Trust is the foundation of everything good your organization wants to keep and grow - from customers, to employees, to donors. In fact, trust can become your organization’s competitive advantage.
Consider that:
Companies that consistently earn high trust among their customers outperform the S&P 500 by as much as 30-50%.
Organizations with high leadership trust have some of the highest rates of employee engagement and retention. And, the margins are small – turnover rises when leaders lose even a little bit of trust with their people.
Social donors say trust is the most important factor influencing their decision to give. Losing trust is costly: 92% of donors who say they lost trust in a nonprofit never supported it again.
While most leaders tell us that trust is important, we rarely see it on Key Performance Indicator (KPI) dashboards. Trust can be complex and nuanced to measure - but it doesn’t have to be.
One thing your organization could do right now to improve trust is to define it, together.

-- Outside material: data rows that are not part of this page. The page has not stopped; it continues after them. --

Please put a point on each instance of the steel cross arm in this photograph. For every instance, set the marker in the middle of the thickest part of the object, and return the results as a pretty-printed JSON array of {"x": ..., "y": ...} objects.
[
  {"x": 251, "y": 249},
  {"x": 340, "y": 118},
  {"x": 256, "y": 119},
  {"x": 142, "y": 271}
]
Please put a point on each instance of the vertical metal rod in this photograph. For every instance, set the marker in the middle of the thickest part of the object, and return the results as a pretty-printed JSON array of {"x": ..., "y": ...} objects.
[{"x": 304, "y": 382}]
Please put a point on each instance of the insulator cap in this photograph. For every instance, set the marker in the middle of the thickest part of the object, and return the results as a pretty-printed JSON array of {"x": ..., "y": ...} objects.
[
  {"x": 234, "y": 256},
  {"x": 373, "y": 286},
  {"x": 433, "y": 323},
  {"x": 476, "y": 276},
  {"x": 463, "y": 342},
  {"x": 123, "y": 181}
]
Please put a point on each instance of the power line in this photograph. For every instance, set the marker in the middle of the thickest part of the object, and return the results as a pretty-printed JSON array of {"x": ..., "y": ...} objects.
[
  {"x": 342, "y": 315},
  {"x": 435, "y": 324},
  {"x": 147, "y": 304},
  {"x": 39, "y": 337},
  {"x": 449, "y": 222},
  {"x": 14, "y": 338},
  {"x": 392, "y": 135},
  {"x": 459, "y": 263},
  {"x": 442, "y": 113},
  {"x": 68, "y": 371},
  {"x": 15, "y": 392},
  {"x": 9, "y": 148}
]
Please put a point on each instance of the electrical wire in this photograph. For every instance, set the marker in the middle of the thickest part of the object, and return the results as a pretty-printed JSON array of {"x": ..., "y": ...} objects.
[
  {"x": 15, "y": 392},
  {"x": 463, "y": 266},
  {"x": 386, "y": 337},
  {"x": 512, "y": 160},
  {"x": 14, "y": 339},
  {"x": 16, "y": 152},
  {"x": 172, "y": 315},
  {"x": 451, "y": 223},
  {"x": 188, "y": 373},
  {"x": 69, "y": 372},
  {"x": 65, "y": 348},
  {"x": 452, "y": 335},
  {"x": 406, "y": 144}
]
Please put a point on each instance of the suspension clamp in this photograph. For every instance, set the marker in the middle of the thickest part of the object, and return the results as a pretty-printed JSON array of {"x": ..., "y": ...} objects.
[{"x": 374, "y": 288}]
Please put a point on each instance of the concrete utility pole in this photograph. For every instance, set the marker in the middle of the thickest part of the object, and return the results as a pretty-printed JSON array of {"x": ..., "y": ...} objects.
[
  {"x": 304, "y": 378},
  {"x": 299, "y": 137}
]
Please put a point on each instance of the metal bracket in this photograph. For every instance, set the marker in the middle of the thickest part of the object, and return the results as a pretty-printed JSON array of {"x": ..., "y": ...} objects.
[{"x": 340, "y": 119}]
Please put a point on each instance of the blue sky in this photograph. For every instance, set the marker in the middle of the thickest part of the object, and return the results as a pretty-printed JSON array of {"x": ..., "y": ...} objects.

Here’s how one client tackled it.
First, the CEO of this medium-sized nonprofit shared at an all-staff meeting that as an organization, they were going to prioritize talking about trust, and invited everyone to get curious about it. Each employee was asked to think about two questions: Whose trust is important to us? How do we show it? Over the next few weeks at department-level meetings, each department leader invited their team members to contribute their ideas, which they captured on a Miro board and refined together. Once all the departments had submitted their Miro board, the leadership team looked at them together, discussed, and created a blended board, which they then presented at the next all-staff meeting.
Because eating lunch together on in-office days is a part of the organization's culture, they created a poster size version of this board they hung in the main lunchroom and placed ample colored markers nearby - inviting people to add and iterate on it over time. As a result, people said the idea of “trust” became less abstract and they felt they were on the same page with each other about what trust looks like and means to what they do, even as their ideas evolved.
We’ve seen business teams tackle this similarly but from different angles. In one case, a team leader invited their remote team to get curious about In what areas of operations do we need our customers to trust us? What does it look like if we’re earning it? Through online collaboration, they came up with a list of three key areas of operations that demanded customer trust (payments, data security, compliance), and arrived at a list of 2-3 indicators of trust in each of those areas.
Measurement can come later. Improving trust to improve performance is the goal. But working together first simply to define trust has the benefit of getting everyone thinking about how they contribute to it, no matter their role. And that's a great place to start.